Ritardi e rumors. E come sempre è questione di soldi, quelli che Tremonti ha deciso di tagliare per colpa della crisi e quelli che la Regione a tutti i costi vuole trovare per riunire Istituto dei Tumori, Besta e Sacco e realizzare la Cittadella della salute.
Allora dottor Scanni, questo trasloco si farà?
«In occasione del nostro ottantesimo anniversario, il presidente Formigoni ha pubblicamente dichiarato di sì».
E come?
«La Regione si è impegnata a trovare dei fondi alternativi a quelli del Governo e sono già iniziate attività programmatorie per il progetto preliminare».
E con i tempi come farete?
«Ce la faremo: la cittadella sarà pronta per il 2014, esattamente un anno prima dell'Expo».

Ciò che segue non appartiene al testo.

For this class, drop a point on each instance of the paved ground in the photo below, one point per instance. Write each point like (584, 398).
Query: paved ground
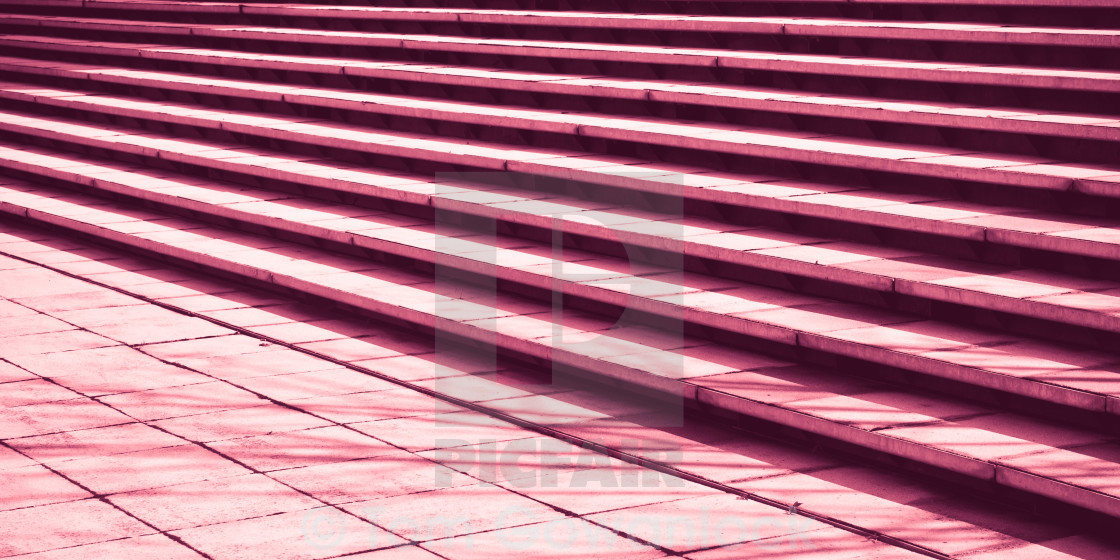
(130, 430)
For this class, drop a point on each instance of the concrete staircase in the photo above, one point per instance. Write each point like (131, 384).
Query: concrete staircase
(892, 227)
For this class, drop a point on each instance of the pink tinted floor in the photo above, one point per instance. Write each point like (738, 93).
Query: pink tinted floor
(131, 430)
(110, 447)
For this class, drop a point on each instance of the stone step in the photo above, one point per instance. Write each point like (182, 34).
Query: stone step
(1071, 466)
(1061, 298)
(992, 360)
(831, 65)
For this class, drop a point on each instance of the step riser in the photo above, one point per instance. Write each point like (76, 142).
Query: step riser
(663, 308)
(1101, 145)
(978, 45)
(700, 397)
(660, 243)
(637, 65)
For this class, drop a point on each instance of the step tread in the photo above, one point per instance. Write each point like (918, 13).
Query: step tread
(806, 26)
(857, 414)
(832, 150)
(867, 206)
(1016, 120)
(734, 305)
(865, 266)
(895, 68)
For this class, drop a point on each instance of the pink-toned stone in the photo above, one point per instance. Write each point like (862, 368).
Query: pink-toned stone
(150, 468)
(66, 524)
(384, 476)
(210, 502)
(304, 448)
(309, 534)
(180, 401)
(94, 442)
(36, 485)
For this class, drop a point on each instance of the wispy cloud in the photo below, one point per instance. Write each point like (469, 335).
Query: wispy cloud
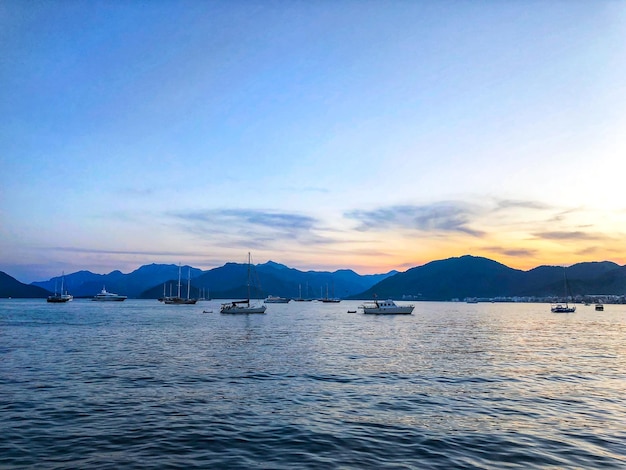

Cosa resterà della vostra vecchia sede storica di via Venezian?
«Alcune attività, come quelle legate alla diagnosi precoce, agli esami radiologici, alla educazione sanitaria od a attività di primo intervento».
Perché per voi è così importante questo trasloco?
«Semplice, qui non ci stiamo più. Abbiamo difficoltà ad implementare le attività, siamo in una gabbia dorata».
Però ci sono dei cantieri aperti.
«Entro l'estate verrà inaugurato un nuovo edificio in via Amadeo che ospiterà i laboratori di ricerca e in primavera saranno pronte anche cinque nuove sale operatorie».
Che senso hanno questi lavori in vista del trasloco?
«Il fatto di traslocare non significa perdere in eccellenza. Dobbiamo continuamente impegnarci per migliorare le nostre prestazioni e non sarà difficile poi utilizzare con altre finalità le opere realizzate».
Faccia un esempio concreto.
«Le nuove sale operatorie serviranno per ridurre le liste d'attesa e saranno sempre utili anche in futuro, l'edificio di via Amadeo ad esempio, potrà essere impiegato dall'università».
Pensa che il cambiamento creerà qualche disagio per i pazienti?
«Al contrario. Le vie d'accesso al polo di Vialba verranno potenziate quindi raggiungere il nuovo ospedale non sarà difficile e in più, i pazienti potranno contare su strutture nuove e standard alberghieri».